The molecular structure of 2 with the atom numbering scheme adopted. Displacement ellipsoids are shown at a 30 % probability level.

The coordinated water molecules serve as donors in intermolecular hydrogen bonds with coordinated and uncoordinated carboxylate O atoms of cma²ˉ as acceptors (Table 3). Neighboring mononuclear units of 1 are stabilized and joined into a three-dimensional network structure via these O–H···O hydrogen bonds (Fig. 4).

Fig. 4:

3D network structure formed by hydrogen bonding interactions in 2.

3.3 Magnetic properties

The magnetic susceptibility of complexes 1 and 2is measured at 1 T in the temperature range of 2–300 K. The plots of χ_MT versus T and 1/χ_M versus T are shown in Figs. 5 and 6 with χ_M being the molar magnetic susceptibility and T the temperature.

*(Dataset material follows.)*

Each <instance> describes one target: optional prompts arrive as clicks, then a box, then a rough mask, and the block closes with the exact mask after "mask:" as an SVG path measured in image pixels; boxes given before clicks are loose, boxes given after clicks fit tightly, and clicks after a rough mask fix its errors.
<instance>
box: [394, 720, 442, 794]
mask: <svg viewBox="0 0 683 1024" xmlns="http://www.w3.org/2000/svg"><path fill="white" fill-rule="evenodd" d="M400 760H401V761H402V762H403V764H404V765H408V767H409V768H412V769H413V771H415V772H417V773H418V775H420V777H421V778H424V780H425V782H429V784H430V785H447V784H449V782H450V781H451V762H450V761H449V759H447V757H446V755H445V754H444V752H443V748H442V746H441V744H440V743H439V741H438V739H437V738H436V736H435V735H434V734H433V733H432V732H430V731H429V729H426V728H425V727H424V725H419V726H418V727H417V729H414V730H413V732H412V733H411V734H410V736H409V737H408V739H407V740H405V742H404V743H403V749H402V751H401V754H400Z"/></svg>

For 1, the molar magnetic susceptibility, χ_M, increases gradually as the temperature is lowered. It reaches the maximum of 0.056 cm³ mol⁻¹ at 5 K, and then decreases sharply. The χ_MT value increases slowly from 300 K to 75 K. As the temperature is lowered continuously, it sharply declines to 0.099 cm³ K mol⁻¹ at 2 K. Weak ferromagnetic exchange interactions are evident at lower temperatures. The thermal variation of the molar susceptibility obeys the Curie–Weiss law (1/χ_M = (T–θ)/C_m) in the temperature range of 25–250 K (inset in Fig. 5). The values of the Curie and Curie–Weiss constants are θ = 1.54 K, C_m = 0.69 cm³ K mol⁻¹. At 300 K, χ_MT = 0.66 cm³ K mol⁻¹, the magnetic moment (μ_eff) per Ni^II, which is determined by the equation μ_eff = 2.828(χ_MT)^1/2, is 2.30 μ_B. This value is smaller than that expected for an isolated divalent high-spin Ni^II system with μ_eff = 2.83 μ_B.

Fig. 5:

Temperature dependence of χ_M (triangle block) and χ_MT (square block) for 1.

Fig. 6:

Temperature dependence of χ_M (triangle block) and χ_MT (square block) for 2.

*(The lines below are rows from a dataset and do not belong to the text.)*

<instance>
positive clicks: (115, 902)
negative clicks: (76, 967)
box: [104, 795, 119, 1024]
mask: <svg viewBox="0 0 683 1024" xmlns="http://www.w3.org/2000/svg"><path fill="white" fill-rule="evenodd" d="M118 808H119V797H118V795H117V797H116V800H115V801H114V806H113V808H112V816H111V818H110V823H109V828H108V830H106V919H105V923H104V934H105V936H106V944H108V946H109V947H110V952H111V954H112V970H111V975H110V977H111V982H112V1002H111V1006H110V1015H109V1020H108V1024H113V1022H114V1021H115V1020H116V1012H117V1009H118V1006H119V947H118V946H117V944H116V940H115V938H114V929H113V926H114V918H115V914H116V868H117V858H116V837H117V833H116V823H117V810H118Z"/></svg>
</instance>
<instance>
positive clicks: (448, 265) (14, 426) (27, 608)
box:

For 2, χ_M remains nearly constant from 300 to 25 K. As the temperature descends continuously, it sharply increases to 0.57 cm³ mol⁻¹ at 2 K. The χ_MT value increases gradually when the temperature drops. It reaches the peak value of 1.32 cm³ K mol⁻¹ at 6 K, and then decreases sharply down to 2 K. The thermal variation of the molar susceptibility obeys the Curie–Weiss law over the whole range (2–300 K) (inset in Fig. 6). The values of the Curie and Curie–Weiss constants are θ = 1.92 K, C_m = 1.19 cm³ K mol⁻¹. The positive θ value supports the presence of intermolecular ferromagnetic interactions in 2. At 300 K, χ_MT = 1.20 cm³ K mol⁻¹, the μ_eff of per Ni^II is 3.10 μ_B. This value is higher than that expected for a spin-only isolated Ni^II ion in the ground state with μ_eff = 2.83 μ_B.